Police officers are trained to look for certain signs to decide whether to pull a driver over on suspicion of drunk driving. The National Highway Traffic Safety Administration (NHTSA) teaches officers that there are four categories of driving behaviors which they should look for. These four categories are: 1) problems in maintaining proper lane position; 2) speed and braking problems; 3) vigilance problems; and 4) judgment problems. These categories are broken down further into 24 of what NHTSA calls cues. If a driver exhibits one or more of these cues while driving a car in the presence of a patrol car, he/she is likely to be pulled over on suspicion of DWI.
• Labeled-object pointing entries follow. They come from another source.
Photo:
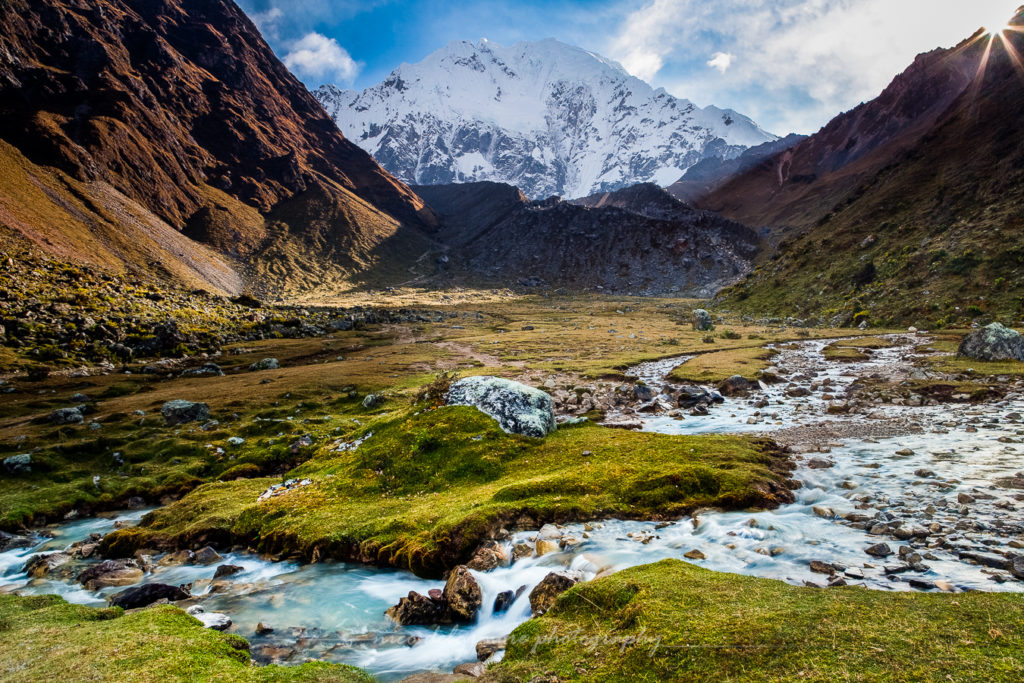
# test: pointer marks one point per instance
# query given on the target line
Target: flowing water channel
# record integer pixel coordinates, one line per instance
(951, 478)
All 24 of these cues are published by NHTSA. Some of the more commonly observed ones are weaving, straddling a lane line, wide turns, driving without headlights at night, driving 10 mph or more under the speed limit, tailgating, turning improperly, and making an improper/unsafe lane change. Importantly, speeding is not a cue. While speeding is likely to get a driver pulled over, it is not considered to be a drunk driving cue. One other important cue is "appearing to be impaired." For example, gripping the wheel too tight can get a driver pulled over. In addition to the driving cues, there are 10 of what NHTSA refers to as post stop clues. After they pull a driver over, the following clues are what officers look for to decide whether to conduct a DWI investigation (it is not clear why these are "clues" and the driving cues are "cues"):
- Difficulty with motor vehicle controls
- Fumbling with driver license or registration
- Difficulty exiting the vehicle
- Repeating questions or comments
- Swaying, unsteady, or balance problems
- Leaning on the vehicle or other object
- Slurred speech
- Slow to respond to officer/officer must repeat
- Provides incorrect information, changes answers
- Odor of alcoholic beverage from the driver
If an officer, after pulling a driver over, observes some of the above behaviors, he/she will likely request the driver to get out of his/her car and administer Field Sobriety Tests. It is unlikely that a very drunk person will be able to avoid exhibiting some of the above clues, despite knowing what officers look for. However, for someone who has only had a few drinks, it is worth knowing how to avoid "looking drunk."